Recuperado por tanto de los percances de
salud fijamos nuestra atención sobre los agitados tiempos que corren.
Elecciones políticas, que condicionan en tanto la actividad cultural, y los
medios de comunicación. Agitación propia de la Cuaresma en hermandades y
cofradías que viven multitud de actos cofrades y litúrgicos con el celo
desatado ante el olor de incienso y torrijas. Las fechas se acercan y la ciudad
vive sin vivir en ella.
Cierto es que los tiempos de agitación no
son demasiado proclives a la reflexión y al ensimismamiento que requieren la
creación cultural, pero no es menos cierto que en toda esa actividad agitada se
desarrolla una especie de puesta en escena de lo mejor y lo peor de cada casa y
en algo esto también es un reflejo de nuestra cultura popular más sevillana.
Por otro lado, las temperaturas se van
suavizando, y muy pronto empezarán los brotes del azahar y el despuntar de las
acacias, y la ciudad cambiará de decorado y así ofrecernos el mejor escenario
para nuestras fiestas mayores abrileñas y con ellas la explosión de la
primavera sevillana.
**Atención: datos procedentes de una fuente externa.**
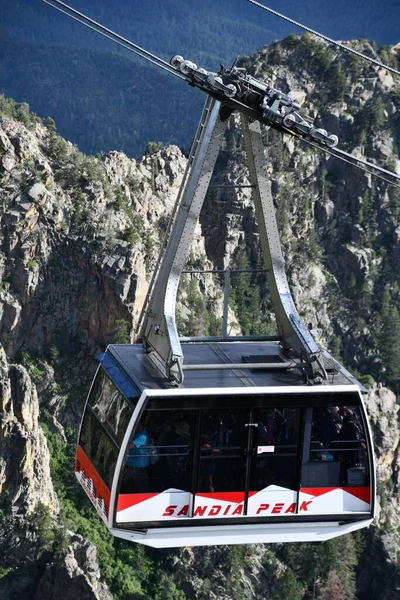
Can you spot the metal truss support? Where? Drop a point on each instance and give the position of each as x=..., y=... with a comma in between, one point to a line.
x=290, y=326
x=159, y=331
x=158, y=326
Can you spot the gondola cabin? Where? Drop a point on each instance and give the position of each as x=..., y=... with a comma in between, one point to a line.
x=234, y=456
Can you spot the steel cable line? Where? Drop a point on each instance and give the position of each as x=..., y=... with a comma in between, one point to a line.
x=324, y=37
x=114, y=37
x=357, y=162
x=128, y=45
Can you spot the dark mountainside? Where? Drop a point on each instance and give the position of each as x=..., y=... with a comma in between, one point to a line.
x=101, y=101
x=79, y=237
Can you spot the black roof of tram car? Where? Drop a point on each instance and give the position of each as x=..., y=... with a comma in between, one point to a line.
x=135, y=365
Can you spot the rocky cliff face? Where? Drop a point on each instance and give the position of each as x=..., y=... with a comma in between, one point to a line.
x=79, y=237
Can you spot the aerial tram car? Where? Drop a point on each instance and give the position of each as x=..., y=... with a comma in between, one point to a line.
x=226, y=440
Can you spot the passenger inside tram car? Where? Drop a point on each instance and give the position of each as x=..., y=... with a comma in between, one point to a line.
x=337, y=437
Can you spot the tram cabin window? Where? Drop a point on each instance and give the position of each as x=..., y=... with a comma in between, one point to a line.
x=104, y=425
x=159, y=453
x=338, y=453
Sin darnos cuenta y cuando esta alcance todo su esplendor,
la comunidad y el ayuntamiento habrán renovado sus equipos de gobierno. Que
Dios reparta suerte y que sea lo mejor para nuestra ciudad y su desarrollo
cultural.
Sevilla se va despertando por tanto entre
capirotes y tintorería de túnicas y trajes de flamenca, entre la ropita de
estreno para el Domingo de Ramos, abonos de palcos y sillas y los comentarios
al pregón. Para después pasar a los abonos taurinos, caballos, enganches y
tertulias en las casetas de Feria. Se cumplirá así el rito cíclico de nuestra
ciudad que explotará en un ambiente de pasión y color únicos en el mundo.
Nosotros mientras tanto ya hemos cumplido
un año de esta publicación que, con su acogida y cariño, sigue navegando y da
aliento a nuestro esfuerzo por vivir y acercar a todos, lo que la cultura representa
en nuestra ciudad y para nuestra ciudad. Un millón de gracias por su atención.